The repayment was accomplished in two years—a full year ahead of estimates—by way of legislative changes to the unemployment insurance program. These changes cut the maximum amount of time an unemployed individual may claim benefits from 26 weeks down to a sliding scale which could dip down as low as 12 weeks. The changes also reduced the maximum weekly payout allowance from $535 down to $350 a week. The General Assembly has also increased the amount that employers must pay in state unemployment taxes by $21 per employee.
Why is this important for businesses. . .
Under federal law, beginning in 2011 the debt triggered an increase in the amount that NC employers would have to pay per employee for federal unemployment taxes. This increase amounted to about $21 per employee for each year that the debt remained unpaid. Now that the federal debt has been repaid in full, employers will no longer have this yearly increase looming over their heads.
There is also a 20% surcharge on state unemployment taxes until the state unemployment reserve fund reaches the $1 billion mark. Freeing up the money that was going to the federal government to repay the debt will now allow the surplus charge-money to go directly to the reserve fund. The goal of $1 billion is expected to be reached sometime next year.
These penalties and surcharges, so far have amounted to about $962 million dollars paid out by NC businesses since 2011.
What does this mean for job-seekers in NC. . .
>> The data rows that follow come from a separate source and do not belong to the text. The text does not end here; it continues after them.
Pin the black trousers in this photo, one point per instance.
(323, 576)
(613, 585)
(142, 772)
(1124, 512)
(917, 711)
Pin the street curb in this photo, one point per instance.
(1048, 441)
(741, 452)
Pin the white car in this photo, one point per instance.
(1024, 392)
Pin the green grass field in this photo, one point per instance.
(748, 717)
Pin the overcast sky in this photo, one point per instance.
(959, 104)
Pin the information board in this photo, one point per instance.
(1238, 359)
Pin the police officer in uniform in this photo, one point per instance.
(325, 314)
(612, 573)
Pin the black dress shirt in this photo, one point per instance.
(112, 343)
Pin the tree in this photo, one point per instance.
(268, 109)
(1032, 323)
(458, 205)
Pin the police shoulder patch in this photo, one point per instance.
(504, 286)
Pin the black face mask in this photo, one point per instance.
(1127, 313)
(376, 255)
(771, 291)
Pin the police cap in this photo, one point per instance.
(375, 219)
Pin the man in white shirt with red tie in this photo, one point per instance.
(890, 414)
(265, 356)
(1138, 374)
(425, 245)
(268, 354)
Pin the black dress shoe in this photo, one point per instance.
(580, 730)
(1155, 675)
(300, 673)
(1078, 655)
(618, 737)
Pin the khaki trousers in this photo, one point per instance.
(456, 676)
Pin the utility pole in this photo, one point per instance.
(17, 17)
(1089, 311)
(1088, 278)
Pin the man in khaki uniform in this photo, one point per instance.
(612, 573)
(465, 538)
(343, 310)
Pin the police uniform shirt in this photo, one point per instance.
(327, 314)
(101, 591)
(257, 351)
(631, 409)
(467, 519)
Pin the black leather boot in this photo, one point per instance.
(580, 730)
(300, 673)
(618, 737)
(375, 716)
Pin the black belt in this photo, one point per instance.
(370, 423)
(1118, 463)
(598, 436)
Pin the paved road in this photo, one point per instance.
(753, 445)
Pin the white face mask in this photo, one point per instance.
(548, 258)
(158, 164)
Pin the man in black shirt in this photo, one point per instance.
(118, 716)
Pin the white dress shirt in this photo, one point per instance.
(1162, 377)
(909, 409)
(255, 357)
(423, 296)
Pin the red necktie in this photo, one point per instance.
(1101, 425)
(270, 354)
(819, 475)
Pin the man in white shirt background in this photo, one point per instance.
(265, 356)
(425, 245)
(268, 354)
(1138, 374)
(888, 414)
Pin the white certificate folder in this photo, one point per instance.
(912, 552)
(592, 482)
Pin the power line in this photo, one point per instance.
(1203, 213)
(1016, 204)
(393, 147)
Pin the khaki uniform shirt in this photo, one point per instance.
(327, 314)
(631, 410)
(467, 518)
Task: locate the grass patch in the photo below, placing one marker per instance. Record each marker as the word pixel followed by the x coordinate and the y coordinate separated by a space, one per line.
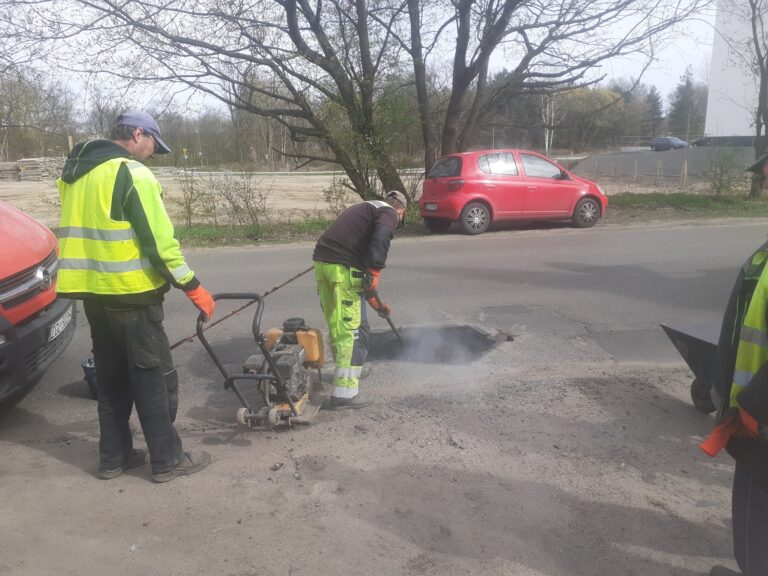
pixel 682 204
pixel 621 208
pixel 210 235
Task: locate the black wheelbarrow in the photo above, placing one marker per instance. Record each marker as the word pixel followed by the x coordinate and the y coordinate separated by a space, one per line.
pixel 697 346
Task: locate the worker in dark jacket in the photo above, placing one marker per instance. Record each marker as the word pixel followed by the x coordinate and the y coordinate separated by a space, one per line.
pixel 118 254
pixel 740 383
pixel 349 257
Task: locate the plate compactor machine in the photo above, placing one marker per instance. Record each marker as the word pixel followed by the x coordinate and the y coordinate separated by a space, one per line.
pixel 283 378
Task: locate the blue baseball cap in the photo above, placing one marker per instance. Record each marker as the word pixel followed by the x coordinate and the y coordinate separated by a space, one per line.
pixel 140 119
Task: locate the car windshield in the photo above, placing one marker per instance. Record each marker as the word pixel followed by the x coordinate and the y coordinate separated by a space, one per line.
pixel 446 168
pixel 498 163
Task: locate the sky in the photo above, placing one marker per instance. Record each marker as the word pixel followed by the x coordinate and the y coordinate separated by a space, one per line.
pixel 692 46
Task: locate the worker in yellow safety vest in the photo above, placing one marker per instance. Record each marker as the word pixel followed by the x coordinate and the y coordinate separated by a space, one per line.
pixel 740 384
pixel 118 254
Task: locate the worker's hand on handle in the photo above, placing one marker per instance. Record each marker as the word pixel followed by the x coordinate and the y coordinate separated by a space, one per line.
pixel 383 310
pixel 372 280
pixel 203 300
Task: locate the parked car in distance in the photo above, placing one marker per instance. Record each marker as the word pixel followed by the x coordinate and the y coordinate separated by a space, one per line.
pixel 668 143
pixel 35 326
pixel 485 186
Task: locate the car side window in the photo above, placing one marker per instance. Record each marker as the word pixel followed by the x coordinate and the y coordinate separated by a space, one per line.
pixel 446 168
pixel 536 167
pixel 498 163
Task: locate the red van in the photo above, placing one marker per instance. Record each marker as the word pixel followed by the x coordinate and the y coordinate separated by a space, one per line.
pixel 485 186
pixel 35 326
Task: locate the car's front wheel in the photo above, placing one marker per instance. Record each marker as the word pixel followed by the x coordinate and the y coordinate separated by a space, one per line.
pixel 437 225
pixel 586 214
pixel 475 218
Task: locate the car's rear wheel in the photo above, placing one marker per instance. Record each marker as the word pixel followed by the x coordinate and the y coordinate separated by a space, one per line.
pixel 586 214
pixel 475 218
pixel 437 225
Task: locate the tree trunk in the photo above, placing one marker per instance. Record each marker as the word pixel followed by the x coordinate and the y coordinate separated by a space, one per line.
pixel 420 76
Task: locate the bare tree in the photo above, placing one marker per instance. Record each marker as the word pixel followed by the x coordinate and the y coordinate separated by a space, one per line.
pixel 757 13
pixel 316 68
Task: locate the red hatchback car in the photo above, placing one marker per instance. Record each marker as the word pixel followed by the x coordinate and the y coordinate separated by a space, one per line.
pixel 477 188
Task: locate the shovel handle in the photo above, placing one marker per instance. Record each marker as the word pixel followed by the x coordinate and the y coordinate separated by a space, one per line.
pixel 387 317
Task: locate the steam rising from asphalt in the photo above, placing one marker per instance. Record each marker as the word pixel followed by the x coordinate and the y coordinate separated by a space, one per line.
pixel 454 345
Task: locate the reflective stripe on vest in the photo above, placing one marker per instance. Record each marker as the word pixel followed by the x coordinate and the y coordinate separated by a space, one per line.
pixel 752 351
pixel 379 204
pixel 99 255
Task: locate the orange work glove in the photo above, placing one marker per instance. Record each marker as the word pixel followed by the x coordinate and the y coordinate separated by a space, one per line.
pixel 382 309
pixel 203 300
pixel 373 279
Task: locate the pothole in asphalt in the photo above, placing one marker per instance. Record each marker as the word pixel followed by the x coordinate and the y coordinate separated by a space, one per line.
pixel 434 345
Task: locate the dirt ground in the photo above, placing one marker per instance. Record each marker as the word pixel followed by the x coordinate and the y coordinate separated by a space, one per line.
pixel 291 195
pixel 509 465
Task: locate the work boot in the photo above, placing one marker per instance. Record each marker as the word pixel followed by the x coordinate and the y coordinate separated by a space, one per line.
pixel 723 571
pixel 358 401
pixel 136 458
pixel 190 463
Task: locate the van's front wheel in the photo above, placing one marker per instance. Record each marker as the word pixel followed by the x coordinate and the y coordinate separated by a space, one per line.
pixel 437 225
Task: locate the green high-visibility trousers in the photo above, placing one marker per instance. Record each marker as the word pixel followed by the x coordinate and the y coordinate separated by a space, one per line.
pixel 341 296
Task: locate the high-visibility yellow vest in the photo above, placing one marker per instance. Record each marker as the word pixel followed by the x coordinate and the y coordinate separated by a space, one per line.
pixel 99 255
pixel 752 351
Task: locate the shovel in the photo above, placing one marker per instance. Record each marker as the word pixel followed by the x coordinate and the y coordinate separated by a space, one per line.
pixel 387 317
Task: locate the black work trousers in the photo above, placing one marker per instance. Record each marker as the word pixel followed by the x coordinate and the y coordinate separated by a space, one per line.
pixel 134 367
pixel 750 506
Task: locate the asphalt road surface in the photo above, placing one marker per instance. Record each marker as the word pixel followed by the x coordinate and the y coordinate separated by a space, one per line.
pixel 563 443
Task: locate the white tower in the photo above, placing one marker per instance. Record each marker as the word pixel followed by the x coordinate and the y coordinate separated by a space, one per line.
pixel 732 83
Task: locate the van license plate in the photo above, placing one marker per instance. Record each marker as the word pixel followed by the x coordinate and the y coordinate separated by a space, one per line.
pixel 58 327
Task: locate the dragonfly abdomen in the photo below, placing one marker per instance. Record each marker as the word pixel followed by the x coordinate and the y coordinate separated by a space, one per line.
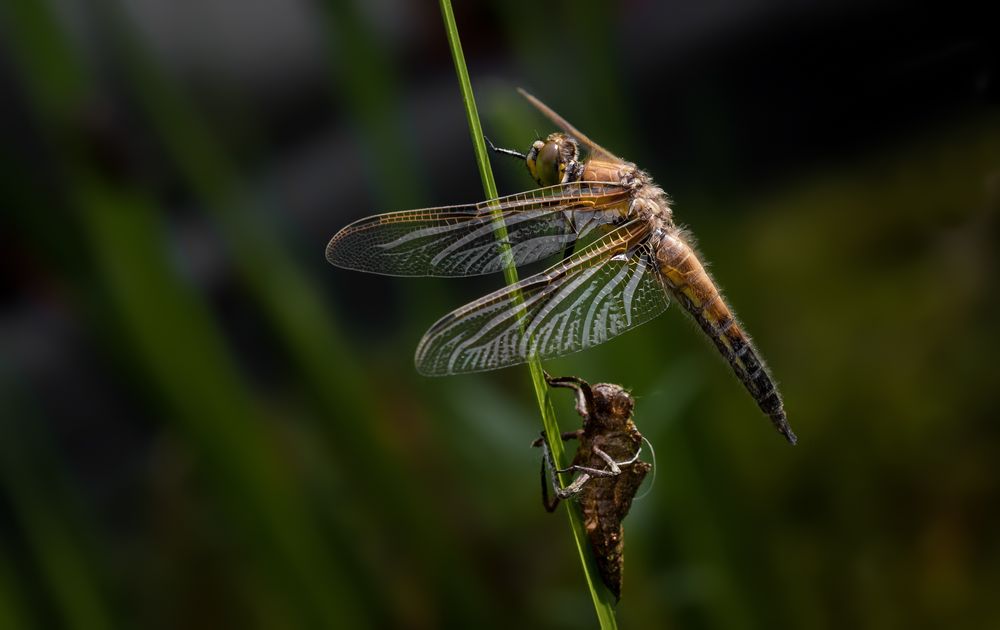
pixel 690 283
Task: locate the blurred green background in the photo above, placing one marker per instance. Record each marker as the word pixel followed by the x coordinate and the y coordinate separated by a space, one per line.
pixel 204 425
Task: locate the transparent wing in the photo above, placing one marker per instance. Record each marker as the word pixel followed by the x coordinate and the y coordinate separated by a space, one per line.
pixel 461 240
pixel 596 294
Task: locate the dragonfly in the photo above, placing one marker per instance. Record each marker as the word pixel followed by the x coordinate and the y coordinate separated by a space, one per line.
pixel 627 259
pixel 609 471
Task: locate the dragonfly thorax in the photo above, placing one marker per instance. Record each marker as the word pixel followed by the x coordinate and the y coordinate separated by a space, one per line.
pixel 612 405
pixel 554 160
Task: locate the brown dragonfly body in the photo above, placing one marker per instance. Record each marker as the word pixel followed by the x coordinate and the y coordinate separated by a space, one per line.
pixel 609 468
pixel 616 281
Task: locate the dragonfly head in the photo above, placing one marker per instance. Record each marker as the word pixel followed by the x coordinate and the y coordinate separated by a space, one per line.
pixel 554 160
pixel 612 405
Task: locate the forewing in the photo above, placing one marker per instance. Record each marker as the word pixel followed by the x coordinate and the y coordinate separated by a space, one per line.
pixel 461 240
pixel 598 293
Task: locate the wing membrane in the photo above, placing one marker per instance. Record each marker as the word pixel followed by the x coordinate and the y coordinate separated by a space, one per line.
pixel 598 293
pixel 461 240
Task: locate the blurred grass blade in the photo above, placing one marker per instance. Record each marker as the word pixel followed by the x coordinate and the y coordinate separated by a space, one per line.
pixel 602 598
pixel 35 485
pixel 293 306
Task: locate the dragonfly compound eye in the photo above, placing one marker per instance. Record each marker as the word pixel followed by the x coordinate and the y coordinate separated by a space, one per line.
pixel 548 160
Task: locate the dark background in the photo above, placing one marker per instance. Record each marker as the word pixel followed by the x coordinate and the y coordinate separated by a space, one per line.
pixel 205 425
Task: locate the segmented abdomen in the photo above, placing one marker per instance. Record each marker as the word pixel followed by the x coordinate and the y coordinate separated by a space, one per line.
pixel 687 279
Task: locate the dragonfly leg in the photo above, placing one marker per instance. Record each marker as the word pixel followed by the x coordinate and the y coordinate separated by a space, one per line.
pixel 613 470
pixel 510 152
pixel 559 493
pixel 584 395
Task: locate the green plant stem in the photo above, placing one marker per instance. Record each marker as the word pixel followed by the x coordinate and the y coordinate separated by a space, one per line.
pixel 602 598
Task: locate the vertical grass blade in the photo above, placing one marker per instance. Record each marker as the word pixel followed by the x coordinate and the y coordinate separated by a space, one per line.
pixel 602 598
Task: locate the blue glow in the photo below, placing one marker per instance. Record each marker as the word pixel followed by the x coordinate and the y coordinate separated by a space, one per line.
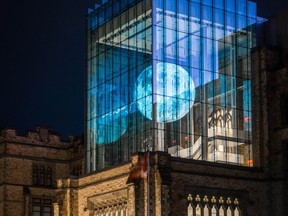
pixel 175 92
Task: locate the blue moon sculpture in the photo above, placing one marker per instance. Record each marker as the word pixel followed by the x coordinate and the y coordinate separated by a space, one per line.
pixel 173 92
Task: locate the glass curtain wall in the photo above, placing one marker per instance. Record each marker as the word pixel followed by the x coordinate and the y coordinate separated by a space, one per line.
pixel 202 94
pixel 172 74
pixel 119 48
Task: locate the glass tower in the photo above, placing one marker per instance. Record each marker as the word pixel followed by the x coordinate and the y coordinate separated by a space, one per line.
pixel 174 75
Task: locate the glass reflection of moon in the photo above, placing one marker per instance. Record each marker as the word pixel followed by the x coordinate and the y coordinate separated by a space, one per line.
pixel 112 120
pixel 174 89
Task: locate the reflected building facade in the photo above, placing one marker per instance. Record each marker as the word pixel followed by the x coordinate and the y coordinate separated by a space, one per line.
pixel 174 75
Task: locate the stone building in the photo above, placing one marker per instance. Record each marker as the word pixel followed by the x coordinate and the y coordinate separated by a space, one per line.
pixel 180 186
pixel 219 149
pixel 30 166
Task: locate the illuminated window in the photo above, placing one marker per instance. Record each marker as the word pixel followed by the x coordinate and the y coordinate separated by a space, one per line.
pixel 41 207
pixel 42 175
pixel 205 206
pixel 284 109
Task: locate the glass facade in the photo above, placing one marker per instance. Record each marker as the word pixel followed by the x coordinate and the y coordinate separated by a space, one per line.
pixel 172 74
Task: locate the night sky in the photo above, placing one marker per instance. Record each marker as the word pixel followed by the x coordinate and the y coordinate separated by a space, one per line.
pixel 43 63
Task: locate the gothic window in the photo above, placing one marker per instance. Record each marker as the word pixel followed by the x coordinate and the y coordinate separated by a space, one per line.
pixel 48 176
pixel 35 175
pixel 42 175
pixel 41 207
pixel 284 109
pixel 206 206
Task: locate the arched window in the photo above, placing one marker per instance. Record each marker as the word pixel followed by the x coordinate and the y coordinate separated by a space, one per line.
pixel 42 176
pixel 35 175
pixel 48 176
pixel 212 206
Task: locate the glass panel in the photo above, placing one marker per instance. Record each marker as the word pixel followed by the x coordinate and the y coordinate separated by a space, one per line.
pixel 177 74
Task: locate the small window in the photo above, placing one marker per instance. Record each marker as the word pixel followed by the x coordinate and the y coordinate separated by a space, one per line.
pixel 284 109
pixel 42 175
pixel 35 175
pixel 41 207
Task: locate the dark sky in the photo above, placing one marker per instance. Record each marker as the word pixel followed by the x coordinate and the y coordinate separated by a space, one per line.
pixel 42 58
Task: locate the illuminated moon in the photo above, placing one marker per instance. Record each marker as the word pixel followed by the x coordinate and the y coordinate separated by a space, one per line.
pixel 174 92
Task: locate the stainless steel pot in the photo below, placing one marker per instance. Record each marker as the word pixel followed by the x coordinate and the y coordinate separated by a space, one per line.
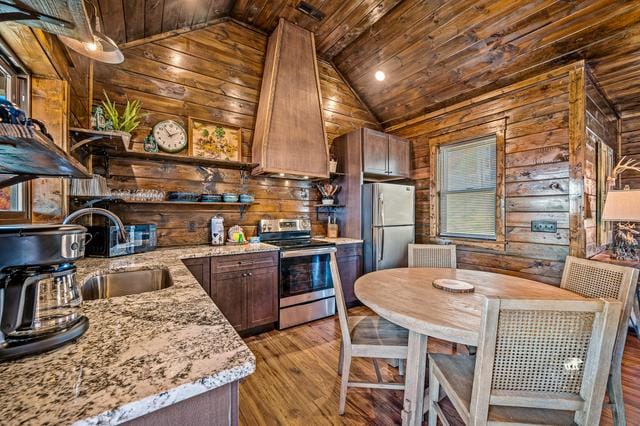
pixel 39 245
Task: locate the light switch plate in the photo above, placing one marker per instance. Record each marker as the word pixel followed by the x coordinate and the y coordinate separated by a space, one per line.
pixel 550 226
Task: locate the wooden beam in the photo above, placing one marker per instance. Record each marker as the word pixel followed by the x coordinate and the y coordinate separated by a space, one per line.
pixel 577 146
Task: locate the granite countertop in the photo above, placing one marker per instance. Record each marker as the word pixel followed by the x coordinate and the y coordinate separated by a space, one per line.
pixel 141 353
pixel 339 240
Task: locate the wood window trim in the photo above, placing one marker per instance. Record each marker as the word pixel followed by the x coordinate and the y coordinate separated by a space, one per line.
pixel 23 216
pixel 495 128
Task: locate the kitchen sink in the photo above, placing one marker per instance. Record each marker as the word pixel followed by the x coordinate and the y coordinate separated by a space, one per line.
pixel 124 283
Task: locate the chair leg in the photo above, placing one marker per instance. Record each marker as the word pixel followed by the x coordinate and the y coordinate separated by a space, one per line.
pixel 434 397
pixel 344 383
pixel 614 387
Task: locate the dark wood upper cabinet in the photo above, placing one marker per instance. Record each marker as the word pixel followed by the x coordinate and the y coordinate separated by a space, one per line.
pixel 385 155
pixel 399 157
pixel 289 135
pixel 375 152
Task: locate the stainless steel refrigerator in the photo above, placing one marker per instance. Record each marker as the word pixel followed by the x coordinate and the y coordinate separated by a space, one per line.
pixel 388 225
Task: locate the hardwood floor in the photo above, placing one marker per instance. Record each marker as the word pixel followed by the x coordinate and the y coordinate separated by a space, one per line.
pixel 296 381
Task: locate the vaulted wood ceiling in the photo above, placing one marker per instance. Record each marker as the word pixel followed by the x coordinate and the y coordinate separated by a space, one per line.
pixel 433 52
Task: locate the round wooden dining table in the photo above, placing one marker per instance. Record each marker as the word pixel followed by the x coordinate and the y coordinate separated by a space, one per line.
pixel 406 297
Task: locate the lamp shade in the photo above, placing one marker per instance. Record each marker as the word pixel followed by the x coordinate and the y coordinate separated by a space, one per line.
pixel 622 206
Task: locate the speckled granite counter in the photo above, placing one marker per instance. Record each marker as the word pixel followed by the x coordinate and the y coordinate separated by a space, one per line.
pixel 141 353
pixel 339 240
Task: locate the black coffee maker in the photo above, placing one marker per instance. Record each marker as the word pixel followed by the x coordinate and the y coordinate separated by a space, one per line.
pixel 40 300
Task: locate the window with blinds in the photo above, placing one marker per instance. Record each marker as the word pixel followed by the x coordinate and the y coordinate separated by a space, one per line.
pixel 467 189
Well, the answer to that question depends on who you talk to. Conservative leaders and business owners around the state will tell you that these changes and the accelerated debt repayment will ease the tax burden on employers, allowing them to have more cash which translates into job creation around the state. On the flip side, those claiming unemployment benefits will have to deal with the decreased weekly payments and the shorter period of time for which they can claim these benefits.